Filed under: Development — Tags: , , , , — rcomian @ 2:21 pm

Back when I was working with subversion, I was at one point writing a hook script to check that a given commit was good. You know the kind of stuff: Have you added a comment, are you trying to change a tag, are you trying to hack the server, have you brushed your teeth, and so on.

It’s a fairly obvious thought when you’re in that environment to think … is this going to build? After all, here’s the perfect opportunity find out, and if it doesn’t we can just reject the commit and it’ll be as if it never happened – no-one else gets affected, nothing bad polluting the trunk, better chance of having a 1:1 workitem/changeset ratio, it’s all good.

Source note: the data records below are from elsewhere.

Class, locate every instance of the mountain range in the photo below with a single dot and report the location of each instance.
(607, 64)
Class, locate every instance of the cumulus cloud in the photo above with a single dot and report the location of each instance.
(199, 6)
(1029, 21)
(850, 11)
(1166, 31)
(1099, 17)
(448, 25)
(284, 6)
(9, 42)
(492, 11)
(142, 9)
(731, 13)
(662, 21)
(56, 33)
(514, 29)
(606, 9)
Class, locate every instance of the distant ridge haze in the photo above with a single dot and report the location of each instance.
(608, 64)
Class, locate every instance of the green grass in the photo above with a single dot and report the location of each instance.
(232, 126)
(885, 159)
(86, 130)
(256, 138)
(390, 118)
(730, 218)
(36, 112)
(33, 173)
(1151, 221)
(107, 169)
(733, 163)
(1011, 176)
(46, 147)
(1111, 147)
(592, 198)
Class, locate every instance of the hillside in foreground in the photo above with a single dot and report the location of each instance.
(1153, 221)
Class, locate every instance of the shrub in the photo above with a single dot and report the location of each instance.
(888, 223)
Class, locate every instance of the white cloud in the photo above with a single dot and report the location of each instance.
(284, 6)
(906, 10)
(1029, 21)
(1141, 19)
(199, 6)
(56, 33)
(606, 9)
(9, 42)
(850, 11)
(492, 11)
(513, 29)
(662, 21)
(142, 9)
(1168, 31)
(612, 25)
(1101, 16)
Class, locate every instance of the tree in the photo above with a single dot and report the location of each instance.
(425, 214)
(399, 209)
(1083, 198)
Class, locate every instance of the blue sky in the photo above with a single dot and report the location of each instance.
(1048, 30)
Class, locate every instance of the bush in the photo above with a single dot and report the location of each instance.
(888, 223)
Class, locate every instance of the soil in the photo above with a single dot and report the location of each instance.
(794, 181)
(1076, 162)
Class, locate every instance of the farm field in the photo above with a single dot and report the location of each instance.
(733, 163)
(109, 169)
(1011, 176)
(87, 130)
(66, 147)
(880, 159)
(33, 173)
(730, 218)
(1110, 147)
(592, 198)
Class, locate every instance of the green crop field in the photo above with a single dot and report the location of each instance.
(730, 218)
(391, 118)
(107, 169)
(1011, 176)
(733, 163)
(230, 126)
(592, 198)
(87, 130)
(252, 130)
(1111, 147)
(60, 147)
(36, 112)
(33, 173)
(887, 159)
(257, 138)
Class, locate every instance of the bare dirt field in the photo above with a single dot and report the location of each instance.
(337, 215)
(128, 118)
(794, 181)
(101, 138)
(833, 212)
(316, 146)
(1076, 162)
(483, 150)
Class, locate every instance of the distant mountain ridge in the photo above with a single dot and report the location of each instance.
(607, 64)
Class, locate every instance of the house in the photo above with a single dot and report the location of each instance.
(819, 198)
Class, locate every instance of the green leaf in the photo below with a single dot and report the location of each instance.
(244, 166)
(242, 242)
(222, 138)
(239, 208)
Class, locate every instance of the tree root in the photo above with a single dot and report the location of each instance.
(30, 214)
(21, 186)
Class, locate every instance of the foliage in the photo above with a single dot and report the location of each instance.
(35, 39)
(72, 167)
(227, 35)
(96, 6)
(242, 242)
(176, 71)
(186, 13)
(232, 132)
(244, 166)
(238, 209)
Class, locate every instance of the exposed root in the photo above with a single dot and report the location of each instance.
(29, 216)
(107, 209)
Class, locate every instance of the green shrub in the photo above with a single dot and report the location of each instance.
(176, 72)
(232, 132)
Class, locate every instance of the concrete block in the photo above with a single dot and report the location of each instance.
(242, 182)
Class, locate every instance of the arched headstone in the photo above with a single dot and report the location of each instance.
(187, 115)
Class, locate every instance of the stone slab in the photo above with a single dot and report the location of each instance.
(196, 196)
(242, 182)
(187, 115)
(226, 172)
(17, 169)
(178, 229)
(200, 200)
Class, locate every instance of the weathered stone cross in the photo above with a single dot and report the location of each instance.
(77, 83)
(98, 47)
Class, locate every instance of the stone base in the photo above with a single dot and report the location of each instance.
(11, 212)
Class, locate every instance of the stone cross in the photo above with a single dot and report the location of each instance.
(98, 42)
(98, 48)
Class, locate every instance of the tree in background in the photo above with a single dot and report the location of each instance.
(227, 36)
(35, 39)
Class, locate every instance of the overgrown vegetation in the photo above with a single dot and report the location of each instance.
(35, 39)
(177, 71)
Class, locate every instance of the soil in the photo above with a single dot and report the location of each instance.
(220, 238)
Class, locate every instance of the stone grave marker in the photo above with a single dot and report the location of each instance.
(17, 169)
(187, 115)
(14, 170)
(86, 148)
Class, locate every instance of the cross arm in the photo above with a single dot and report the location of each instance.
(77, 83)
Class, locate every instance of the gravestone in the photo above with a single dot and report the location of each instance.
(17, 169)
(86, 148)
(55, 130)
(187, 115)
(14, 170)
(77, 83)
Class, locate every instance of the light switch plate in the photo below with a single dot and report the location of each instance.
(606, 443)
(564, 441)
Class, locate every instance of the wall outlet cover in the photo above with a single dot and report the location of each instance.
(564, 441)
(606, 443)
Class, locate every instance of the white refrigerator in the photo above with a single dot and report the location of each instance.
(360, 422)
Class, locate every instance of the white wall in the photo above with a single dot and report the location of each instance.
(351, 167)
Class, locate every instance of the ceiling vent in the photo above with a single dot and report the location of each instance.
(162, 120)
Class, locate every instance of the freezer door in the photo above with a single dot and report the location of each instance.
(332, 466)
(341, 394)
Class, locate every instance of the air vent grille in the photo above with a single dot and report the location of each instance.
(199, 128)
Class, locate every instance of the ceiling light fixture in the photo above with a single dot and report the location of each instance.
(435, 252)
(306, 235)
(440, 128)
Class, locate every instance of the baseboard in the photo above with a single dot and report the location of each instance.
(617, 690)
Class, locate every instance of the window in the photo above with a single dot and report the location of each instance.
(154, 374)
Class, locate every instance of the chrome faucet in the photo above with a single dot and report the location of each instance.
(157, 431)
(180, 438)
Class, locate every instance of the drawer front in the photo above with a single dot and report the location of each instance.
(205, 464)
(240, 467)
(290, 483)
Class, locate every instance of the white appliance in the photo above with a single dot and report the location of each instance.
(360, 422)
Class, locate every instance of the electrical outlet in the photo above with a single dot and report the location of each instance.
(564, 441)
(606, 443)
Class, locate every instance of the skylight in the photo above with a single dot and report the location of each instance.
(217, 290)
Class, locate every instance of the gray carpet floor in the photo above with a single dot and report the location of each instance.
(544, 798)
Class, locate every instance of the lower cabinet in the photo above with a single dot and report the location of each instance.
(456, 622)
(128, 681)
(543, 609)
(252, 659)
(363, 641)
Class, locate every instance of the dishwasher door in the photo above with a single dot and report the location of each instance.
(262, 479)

It turns out that this idea is called gated checkin, and it’s available as a checkbox in TFS 2010. But despite my glowing report, I’m yet to be convinced of gated checkin as something that isn’t just a nuisance, compared with CI. I rejected it on the subversion side of things because our builds always took forever, and whilst a build was being checked, no-one else could commit. Not only that, but because I used a single repository for everything, it meant that no-one else could commit even if they were on a different project entirely. Thinking about this differently, this could be the best argument I’ve found for using individual repositories per project with subversion.

It’s much the same argument with TFS – the checkin is held open until the build and any other checks you use have completed, preventing anyone else from doing anything commit related. I mean they can’t even resolve any commit conflicts reliably, because they may or may not need to incorporate the changes that are being tested. This means your builds must be quick. This means they must be small. This means the projects must be small. Allegedly gated checkin becomes a requirement when you have >~60 people on a branch, as just by the laws of statistics, the branch is more often broken than healthy. Having 60 people on a single branch doesn’t sound small to me. If you’ve got 60 developers checking in every 2 hours, that’s a commit every 2 minutes. That’s your timeslot before your start impinging on developer productivity.

I’m not sure what the solution to this is. Apparently gated checkin is the solution to world hunger. Personally I prefer the idea of having less people on a single branch and merging more. Split the project into components and release them separately. Anything really. But I guess I’m going to have to try these before I can make a decision for sure. After all, they’re easy to setup and take out. If the builds are fast enough, they’ll certainly make the branch history cleaner, and surely that’s a good thing.